Based on the latest survey of members of Germany’s Coal Importers Association (VDKi) in Berlin, hard coal imports from Russia can, at least in the medium term, be replaced entirely by imports from other countries (Figure  1). These other countries include the USA, South Africa, Australia, Colombia, Mozambique, Indonesia. Approximately 80 % of the members surveyed were in favour of this.

Fig. 1. VDKi member survey on hard coal reserves. Source: VDKi

Alexander Bethe, Chairman of the VDKi: “We have an efficient global market with approximately 1 bn t hard coal. In the last year, Germany has imported approximately 20 Mt of hard coal from Russia, approximately 18 Mt of which are for the power industry. This is about 2 % of the global trade”.

Due to the reorganisation of goods flows and shortages of certain hard coal qualities, the VDKi believes there will soon be price increases. According to approximately 60 % of those surveyed, however, the prices for imported hard coal will stagnate in the medium to long term.
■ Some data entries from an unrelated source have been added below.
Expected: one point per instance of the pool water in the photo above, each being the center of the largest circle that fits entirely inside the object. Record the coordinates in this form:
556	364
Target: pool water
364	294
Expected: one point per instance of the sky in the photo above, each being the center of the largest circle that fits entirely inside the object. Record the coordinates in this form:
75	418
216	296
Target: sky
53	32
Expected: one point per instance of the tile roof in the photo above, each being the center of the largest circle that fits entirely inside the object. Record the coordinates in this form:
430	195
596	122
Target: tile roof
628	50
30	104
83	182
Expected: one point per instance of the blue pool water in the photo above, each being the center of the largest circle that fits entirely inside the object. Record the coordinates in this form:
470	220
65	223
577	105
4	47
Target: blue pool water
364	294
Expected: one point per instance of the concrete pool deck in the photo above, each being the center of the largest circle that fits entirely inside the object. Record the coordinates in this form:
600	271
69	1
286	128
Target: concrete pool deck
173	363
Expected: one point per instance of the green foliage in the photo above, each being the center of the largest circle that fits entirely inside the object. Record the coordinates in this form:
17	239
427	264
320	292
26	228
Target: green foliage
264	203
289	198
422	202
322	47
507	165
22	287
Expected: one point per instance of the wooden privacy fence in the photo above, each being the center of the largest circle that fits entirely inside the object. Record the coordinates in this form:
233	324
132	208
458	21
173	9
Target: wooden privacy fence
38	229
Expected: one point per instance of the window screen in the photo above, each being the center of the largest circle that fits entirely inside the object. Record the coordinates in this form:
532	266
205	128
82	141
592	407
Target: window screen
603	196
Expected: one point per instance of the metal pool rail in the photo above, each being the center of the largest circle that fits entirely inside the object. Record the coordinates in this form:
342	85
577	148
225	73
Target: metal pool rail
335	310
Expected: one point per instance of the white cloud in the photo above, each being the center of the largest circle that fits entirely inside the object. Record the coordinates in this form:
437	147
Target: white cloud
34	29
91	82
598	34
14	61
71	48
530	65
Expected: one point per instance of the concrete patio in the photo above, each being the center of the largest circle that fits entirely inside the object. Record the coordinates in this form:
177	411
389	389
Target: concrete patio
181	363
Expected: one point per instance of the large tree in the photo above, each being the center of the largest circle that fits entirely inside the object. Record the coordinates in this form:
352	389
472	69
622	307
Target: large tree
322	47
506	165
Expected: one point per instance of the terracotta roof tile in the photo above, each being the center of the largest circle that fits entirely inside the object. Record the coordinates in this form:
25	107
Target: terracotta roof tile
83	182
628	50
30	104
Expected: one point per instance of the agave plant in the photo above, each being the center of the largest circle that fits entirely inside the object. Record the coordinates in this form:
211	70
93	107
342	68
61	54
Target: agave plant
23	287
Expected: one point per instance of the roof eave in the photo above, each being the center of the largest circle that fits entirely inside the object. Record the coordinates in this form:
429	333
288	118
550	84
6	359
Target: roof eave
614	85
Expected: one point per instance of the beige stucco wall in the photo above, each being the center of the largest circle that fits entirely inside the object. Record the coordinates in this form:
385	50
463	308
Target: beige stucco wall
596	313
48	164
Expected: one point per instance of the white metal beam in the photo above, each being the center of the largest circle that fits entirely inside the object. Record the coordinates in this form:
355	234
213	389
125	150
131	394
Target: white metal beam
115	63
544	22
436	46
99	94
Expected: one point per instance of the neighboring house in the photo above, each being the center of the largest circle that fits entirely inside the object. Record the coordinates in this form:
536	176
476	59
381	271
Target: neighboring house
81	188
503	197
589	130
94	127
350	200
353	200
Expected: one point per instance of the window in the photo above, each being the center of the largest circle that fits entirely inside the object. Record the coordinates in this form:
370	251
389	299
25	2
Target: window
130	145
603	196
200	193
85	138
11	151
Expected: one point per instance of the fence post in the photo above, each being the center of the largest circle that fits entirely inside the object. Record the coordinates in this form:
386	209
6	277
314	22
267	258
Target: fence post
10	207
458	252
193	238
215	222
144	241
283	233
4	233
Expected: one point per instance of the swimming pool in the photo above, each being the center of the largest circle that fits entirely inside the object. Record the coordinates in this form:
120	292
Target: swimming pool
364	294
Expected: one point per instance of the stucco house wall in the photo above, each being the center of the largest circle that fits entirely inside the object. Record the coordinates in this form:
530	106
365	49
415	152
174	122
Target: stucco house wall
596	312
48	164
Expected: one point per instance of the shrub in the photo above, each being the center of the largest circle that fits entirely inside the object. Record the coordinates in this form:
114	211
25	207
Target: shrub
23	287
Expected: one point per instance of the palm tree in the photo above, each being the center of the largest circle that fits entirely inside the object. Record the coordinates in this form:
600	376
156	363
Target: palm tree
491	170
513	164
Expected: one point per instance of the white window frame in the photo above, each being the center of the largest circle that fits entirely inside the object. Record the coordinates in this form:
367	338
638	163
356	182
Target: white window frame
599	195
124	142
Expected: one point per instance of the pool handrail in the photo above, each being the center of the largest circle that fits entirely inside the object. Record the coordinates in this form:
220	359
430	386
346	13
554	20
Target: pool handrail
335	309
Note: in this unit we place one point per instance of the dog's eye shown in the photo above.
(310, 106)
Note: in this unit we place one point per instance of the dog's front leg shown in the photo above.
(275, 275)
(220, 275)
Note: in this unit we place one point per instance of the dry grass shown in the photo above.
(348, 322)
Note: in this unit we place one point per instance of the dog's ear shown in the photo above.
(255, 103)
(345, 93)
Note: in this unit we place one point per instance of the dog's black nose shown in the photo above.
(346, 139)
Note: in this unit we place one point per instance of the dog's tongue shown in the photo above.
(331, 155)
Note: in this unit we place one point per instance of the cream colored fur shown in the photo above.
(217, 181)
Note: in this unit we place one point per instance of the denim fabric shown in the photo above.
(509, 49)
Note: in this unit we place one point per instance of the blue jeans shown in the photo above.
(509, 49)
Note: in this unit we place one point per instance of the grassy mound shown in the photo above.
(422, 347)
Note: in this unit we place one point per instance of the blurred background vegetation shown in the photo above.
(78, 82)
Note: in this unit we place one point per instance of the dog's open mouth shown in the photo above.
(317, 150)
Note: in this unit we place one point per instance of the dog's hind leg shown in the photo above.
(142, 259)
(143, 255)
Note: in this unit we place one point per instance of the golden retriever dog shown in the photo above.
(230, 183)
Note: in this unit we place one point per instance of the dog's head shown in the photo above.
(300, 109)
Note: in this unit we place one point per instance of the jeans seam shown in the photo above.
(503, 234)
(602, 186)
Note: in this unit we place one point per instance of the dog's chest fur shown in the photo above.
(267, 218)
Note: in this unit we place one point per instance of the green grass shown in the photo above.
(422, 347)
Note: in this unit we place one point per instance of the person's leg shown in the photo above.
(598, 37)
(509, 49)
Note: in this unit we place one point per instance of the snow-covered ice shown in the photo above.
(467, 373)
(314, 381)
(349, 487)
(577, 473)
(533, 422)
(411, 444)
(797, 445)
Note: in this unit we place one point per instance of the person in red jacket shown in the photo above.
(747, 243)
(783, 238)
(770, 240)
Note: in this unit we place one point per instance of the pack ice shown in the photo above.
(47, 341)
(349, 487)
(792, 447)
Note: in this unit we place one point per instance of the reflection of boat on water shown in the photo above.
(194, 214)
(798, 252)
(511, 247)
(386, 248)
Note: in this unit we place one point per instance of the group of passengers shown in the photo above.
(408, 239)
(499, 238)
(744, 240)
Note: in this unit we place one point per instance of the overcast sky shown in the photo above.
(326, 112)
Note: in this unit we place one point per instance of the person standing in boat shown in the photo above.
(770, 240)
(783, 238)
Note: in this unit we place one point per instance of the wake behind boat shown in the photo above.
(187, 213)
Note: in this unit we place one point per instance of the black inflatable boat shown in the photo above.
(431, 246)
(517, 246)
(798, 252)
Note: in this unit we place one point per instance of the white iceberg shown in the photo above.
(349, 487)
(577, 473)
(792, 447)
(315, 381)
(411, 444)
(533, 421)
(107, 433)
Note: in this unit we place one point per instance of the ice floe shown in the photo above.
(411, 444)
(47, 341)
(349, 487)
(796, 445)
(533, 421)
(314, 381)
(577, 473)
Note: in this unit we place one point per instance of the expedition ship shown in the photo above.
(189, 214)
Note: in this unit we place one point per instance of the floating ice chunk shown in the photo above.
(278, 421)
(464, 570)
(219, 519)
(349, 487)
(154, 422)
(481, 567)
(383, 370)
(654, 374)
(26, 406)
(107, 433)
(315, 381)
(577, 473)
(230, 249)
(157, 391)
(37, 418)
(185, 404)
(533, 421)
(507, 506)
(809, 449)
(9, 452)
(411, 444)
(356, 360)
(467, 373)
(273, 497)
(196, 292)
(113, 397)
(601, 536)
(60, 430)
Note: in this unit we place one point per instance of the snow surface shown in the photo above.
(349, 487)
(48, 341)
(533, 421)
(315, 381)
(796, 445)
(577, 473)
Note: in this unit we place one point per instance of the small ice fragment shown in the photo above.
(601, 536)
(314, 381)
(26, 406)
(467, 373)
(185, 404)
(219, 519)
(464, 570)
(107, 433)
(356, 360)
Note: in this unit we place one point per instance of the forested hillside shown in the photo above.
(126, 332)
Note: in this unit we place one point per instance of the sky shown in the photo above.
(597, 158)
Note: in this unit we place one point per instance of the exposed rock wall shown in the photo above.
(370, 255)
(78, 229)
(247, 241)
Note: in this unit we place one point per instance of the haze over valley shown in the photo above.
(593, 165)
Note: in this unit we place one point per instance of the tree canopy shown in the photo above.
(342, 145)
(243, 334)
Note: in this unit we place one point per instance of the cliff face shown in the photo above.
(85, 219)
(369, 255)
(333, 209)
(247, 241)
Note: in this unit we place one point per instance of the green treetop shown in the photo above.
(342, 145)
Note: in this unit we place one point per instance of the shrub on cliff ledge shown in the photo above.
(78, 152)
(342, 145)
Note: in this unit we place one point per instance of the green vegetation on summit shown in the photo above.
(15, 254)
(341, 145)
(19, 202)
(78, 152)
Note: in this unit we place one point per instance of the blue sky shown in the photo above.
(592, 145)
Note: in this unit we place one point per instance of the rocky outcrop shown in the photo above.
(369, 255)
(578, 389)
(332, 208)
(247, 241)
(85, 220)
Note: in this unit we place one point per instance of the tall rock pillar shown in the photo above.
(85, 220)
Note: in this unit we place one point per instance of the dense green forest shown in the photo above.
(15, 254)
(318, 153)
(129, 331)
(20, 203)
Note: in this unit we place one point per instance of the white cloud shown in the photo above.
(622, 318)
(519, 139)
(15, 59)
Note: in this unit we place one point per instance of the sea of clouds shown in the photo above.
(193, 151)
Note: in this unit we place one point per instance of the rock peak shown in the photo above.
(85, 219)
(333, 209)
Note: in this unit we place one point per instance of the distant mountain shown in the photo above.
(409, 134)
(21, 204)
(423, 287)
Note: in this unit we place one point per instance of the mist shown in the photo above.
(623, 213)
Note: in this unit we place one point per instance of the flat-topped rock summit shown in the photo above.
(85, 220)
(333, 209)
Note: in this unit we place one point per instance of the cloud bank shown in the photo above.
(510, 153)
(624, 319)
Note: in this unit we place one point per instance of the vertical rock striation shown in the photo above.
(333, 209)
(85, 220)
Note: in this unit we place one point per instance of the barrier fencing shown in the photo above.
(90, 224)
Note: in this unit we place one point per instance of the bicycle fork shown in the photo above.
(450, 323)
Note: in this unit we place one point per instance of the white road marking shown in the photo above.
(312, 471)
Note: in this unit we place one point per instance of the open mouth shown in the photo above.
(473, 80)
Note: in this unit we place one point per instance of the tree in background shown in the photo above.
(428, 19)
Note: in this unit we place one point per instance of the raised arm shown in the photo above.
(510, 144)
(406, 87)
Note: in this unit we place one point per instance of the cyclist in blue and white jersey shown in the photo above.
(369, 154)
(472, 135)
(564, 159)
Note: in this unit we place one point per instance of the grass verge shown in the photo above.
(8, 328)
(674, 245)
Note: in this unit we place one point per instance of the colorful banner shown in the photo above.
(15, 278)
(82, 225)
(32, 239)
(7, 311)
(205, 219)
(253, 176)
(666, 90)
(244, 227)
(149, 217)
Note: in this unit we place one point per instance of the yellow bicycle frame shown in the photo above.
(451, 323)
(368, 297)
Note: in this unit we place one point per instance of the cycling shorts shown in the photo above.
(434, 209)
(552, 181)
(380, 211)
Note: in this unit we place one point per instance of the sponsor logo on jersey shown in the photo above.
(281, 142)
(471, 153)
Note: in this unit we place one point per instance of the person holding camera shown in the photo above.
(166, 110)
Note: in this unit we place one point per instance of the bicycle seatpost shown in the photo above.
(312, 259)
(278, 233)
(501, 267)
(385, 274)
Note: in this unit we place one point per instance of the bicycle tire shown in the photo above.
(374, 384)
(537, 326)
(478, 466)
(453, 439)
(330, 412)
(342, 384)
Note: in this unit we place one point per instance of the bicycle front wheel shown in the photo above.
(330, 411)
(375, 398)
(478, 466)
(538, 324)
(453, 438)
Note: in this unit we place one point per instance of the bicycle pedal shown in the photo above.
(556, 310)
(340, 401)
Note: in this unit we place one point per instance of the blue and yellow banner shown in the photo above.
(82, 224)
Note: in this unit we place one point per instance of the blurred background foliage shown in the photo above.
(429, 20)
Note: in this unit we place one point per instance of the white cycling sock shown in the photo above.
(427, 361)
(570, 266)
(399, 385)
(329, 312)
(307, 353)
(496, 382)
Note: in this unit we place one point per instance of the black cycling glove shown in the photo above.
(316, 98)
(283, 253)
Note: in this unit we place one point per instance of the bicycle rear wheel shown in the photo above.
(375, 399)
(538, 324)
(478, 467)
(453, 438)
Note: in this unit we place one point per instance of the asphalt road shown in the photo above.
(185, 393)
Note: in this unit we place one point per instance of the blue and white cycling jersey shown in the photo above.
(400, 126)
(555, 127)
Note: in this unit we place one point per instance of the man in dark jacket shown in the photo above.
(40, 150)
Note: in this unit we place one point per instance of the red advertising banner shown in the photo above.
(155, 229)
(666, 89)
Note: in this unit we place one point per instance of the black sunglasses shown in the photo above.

A delivery stop would hardly be surprising for the VDKi. Since September last year, logistical problems with the import of Russian hard coal have continued to pile up. Since then, retailers and consumers have been searching for alternatives and already import from countries other than Russia.

Besides, Russian hard coal has specific qualitative properties. The switch to alternative hard coal qualities will certainly require the power station engineers in the transition period as the change will not be easy. The relevant authorities for handling design specifications should also bear this in mind.  “But ultimately”, says Bethe, “we will overcome this challenge”.

56 % of those surveyed graded the current supply situation for this winter as “satisfactory”. And for next winter, another 22 %.

In the context of a national hard coal reserve, the vast majority of VDKi members surveyed, 84 %, spoke out in favour of a decentralised stockpiling of hard coal. 16 % voted for centralised storage.

Stephan Riezler (STEAG GmbH), VDKi board member: “By next winter, we should be able to dispense with Russian hard coal altogether.” But it is important to consider: Germany’s most stringent emission limits may need to be adjusted for a reasonable period. (VDKi/Si.)